The speech synthesis platform will be optimized for the virtual encyclopedia, but will be available as an open source for portal running MediaWiki, an open source wiki package respectively.
Initially, the Wikispeech pilot project will be developed in English, Swedish and Arabic, which is set to be completed by September 2017 following which the service would be extended to rest of the 280 languages in which it is currently available.
According to Joakin Gustafson, professor of speech technology at KTH, the initial focus will be on the Swedish language followed by rudimentary English, which they believe is expedient given the huge amount of open source linguistic resources. And lastly, they plan to do the basic Arabic voice, which will be more a proof of concept.
Similar to the online encyclopedia, the speech engine would be crowdsourced. Researchers at KTH will rely on the online community’s contribution to the platform's development. The content generated would be open and freely licensed to everyone in accordance with the rules of Wikimedia Commons.
The Wikispeech is in partnership between KTH Royal Institute of Technology, the Swedish Post and Telecom Authority, Wikimedia Sweden and STTS speech technology services. Jonas Beskow, professor of speech communication at KTH and Zofia Malisz would head the project.
According to Swedish telecommunications regulator PTS, which is funding the project, apparently 25 percent of Wikipedia users, which is about 125 million users per month, prefer access to its content in spoken form.

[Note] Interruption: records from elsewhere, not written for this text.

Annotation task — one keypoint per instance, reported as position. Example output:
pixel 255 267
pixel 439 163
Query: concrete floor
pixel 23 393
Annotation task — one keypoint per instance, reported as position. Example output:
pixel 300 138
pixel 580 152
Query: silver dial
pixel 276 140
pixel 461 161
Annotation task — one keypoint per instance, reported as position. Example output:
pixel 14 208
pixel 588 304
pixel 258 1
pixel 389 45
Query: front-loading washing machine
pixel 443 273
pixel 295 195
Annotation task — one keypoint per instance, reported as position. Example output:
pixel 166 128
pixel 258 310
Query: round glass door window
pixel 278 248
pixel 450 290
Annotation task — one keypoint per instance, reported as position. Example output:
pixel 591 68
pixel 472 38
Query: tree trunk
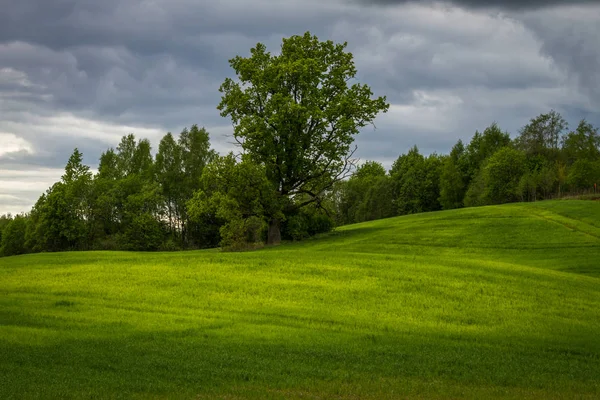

According to Gustafson, an open source module will be created so that any open source speech synthesizer can be plugged in. Since the framework is open, it will be easy to include or substitute certain modules in the Text-to-Speech system (TTS). The TTS open source functionality could be used by anybody for any use, not just reading web pages, he added.
The researchers further want to look into the probability for letting users record how a word should actually be pronounced and then have it automatically corrected in the transcription. Initially, it will have to use phonetic transcription (IPA) to correct the dictionary, Gustafson said.
The aim is to eventually enable Wikipedia to communicate the content to users in all of the languages in which it is accessible.